Crescendo

Sunday, January 18

Time 3.15 am

Expansion of time in relativity to the theory of relativity.

Reverberating echoes of haunts seems to have completely engulfed my mind.

I sit, I stare, I wonder, I race, I stop, I go blank.........

Lack of options......Lack of options......

Lack of options seems to have numb my mind which has crept through to me during the past few weeks and has transcended into my soul.

Making me Numb.

Numb to the feelings which looking to explode out of my heart, Numb to let down a person who's waiting to hear me, Numb to the world around me.........Numb to my own self.

Numb like a charcoal gray day.

Sliver of the ghostly white curtain moved to reveal the cold sky.......the sky, Gray...gray as hard beaten solid rusted iron.

Light is dark and forward is now reverse.

Movement of the world had ceased to exist and stillness surrounds me right now.

Like a stillness of a dead body of water. The ripples once which was so happily lapping on the shores of my heart has now toned down to nothing but trickles of emotions.
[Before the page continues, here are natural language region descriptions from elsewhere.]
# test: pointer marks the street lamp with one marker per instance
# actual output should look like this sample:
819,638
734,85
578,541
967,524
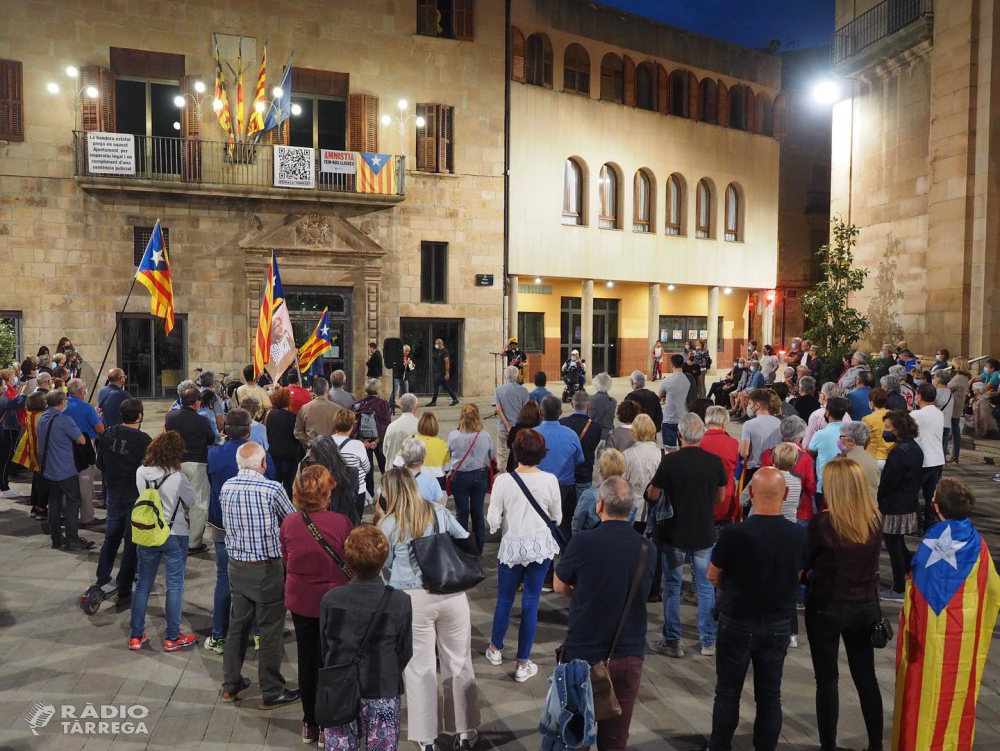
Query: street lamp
402,119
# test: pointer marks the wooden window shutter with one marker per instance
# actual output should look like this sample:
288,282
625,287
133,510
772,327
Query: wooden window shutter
362,123
462,20
517,55
723,94
662,89
427,17
98,114
629,98
779,116
11,101
693,111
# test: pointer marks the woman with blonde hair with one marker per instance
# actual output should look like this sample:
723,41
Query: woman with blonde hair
312,545
844,545
442,620
472,453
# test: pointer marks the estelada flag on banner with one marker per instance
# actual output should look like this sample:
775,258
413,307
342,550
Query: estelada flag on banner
945,628
376,173
318,343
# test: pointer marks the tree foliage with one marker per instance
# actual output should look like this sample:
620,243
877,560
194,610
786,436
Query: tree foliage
835,326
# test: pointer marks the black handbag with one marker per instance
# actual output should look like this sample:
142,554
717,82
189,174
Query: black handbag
446,564
338,689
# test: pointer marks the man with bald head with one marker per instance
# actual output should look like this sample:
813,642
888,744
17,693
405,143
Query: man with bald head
756,565
110,398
Emotions which now I find hard to express, emotions so dry as the sands of Sahara.

Millions and millions of silvery arrows of pain seems to penetrate me... I hold my head down to ease out the pain.

BUT, pain is pain...and hard lesson learned.... "you cannot get away from pain"

Time 3.16 am

Nano seconds seems to be hours, hours seems to be weeks, days seems to be Ions of light years.

Pain travels at the speed of light.

Theory of relativity explained..... the hard way.